Er zerlegte den nichtfahrbaren Oldtimer in alle Einzelteile und setzte ihn wieder instand. Sein zweites Auto war ein „Citroën 2CV“, die legendäre Ente. Auch diesen Wagen nahm er komplett auseinander, um die Konstruktion zu verstehen.

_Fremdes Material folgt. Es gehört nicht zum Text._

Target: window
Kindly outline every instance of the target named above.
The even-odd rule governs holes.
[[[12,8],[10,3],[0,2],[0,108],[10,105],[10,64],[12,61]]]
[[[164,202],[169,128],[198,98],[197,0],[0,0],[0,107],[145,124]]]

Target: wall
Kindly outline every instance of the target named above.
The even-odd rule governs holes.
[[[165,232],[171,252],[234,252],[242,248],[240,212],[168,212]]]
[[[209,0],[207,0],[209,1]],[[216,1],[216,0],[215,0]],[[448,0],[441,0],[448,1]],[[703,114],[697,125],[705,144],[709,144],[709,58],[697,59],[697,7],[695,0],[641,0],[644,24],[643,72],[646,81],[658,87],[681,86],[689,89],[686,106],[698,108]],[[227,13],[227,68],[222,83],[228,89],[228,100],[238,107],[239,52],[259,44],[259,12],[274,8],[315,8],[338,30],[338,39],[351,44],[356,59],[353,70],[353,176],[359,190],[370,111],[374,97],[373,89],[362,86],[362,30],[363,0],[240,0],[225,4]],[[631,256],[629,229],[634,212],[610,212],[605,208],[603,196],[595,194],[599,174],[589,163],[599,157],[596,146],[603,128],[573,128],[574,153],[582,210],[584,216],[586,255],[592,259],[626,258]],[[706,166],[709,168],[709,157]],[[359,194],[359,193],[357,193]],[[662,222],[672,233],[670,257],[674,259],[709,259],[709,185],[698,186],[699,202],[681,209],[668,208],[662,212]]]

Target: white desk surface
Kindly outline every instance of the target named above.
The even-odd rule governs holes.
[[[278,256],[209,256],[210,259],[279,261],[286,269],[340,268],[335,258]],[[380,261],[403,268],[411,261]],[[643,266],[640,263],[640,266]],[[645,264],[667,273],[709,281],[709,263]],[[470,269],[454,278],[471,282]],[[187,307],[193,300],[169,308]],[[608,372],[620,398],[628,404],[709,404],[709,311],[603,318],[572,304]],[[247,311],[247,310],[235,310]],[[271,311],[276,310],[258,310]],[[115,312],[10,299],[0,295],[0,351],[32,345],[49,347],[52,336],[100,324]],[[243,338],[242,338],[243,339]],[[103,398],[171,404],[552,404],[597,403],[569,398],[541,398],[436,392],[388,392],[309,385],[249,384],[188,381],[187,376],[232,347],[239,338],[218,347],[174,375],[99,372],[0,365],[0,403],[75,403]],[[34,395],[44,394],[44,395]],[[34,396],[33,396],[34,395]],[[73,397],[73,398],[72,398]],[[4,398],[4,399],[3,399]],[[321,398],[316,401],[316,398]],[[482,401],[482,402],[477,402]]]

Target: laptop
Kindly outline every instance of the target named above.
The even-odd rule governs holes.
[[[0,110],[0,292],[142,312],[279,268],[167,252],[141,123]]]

Zusammen mit Karl Clauss Dietel arbeitete er über 20 Jahre lang an der Entwicklung neuer Automodelle. Dietel hatte sein technisches Knowhow durch ein Studium an der Ingenieurschule für Kraftfahrzeugbau Zwickau erworben. Die beiden Formgestalter vereinte die Idee, Kleinwagen eines ganz neuen Typus zu entwerfen, die sich international sehen lassen konnten. Am Anfang dieser Entwicklung stand für Rudolph das Steilheck des „Wartburg 353 tourist“, der auch in dieser Ausführung gebaut wurde.
Mit „Wartburg 353 coupé“ (1965) entwarf er zusammen mit Dietel ein dreitüriges Fahrzeug mit Vollheck, das seiner Zeit weit voraus war. Es hatte keine Chance, produziert zu werden. Bei VW in Wolfsburg begann 1966 ein gewaltiges Entwicklungsprojekt unter dem Codenamen EA 266, um einen Nachfolger für den Käfer zu finden. Der „VW Golf“ ging ab 1974 in Serie. Bei VEB Sachsenring Zwickau kam 1964 der „Trabant 601“ auf den Markt. Wegen dessen gestalterischer Mängel beauftragte der Betrieb Dietel und danach Rudolph mit der Neukonzeption eines Fahrzeugs (P 603). Im Mittelpunkt ihrer Überlegungen stand ein Familienauto mit guten Gebrauchseigenschaften und funktionaler Form.
Wie bei jeden Entwurf entwickelten sie das Fahrzeug von innen nach außen. Es entstanden mehrere Produkte und Studien, die auf der gleichen Stufe standen wie der Autobau in Westdeutschland. Fast alle schafften es in mehreren Varianten bis zum gebauten Funktionsmustern, die in Probebetrieb gingen. Alle einte ein Schicksal: der P 603 wurde im Herbst 1968, ein anderes Projekt 1973 und der P 610 schließlich 1979 rigoros gestoppt.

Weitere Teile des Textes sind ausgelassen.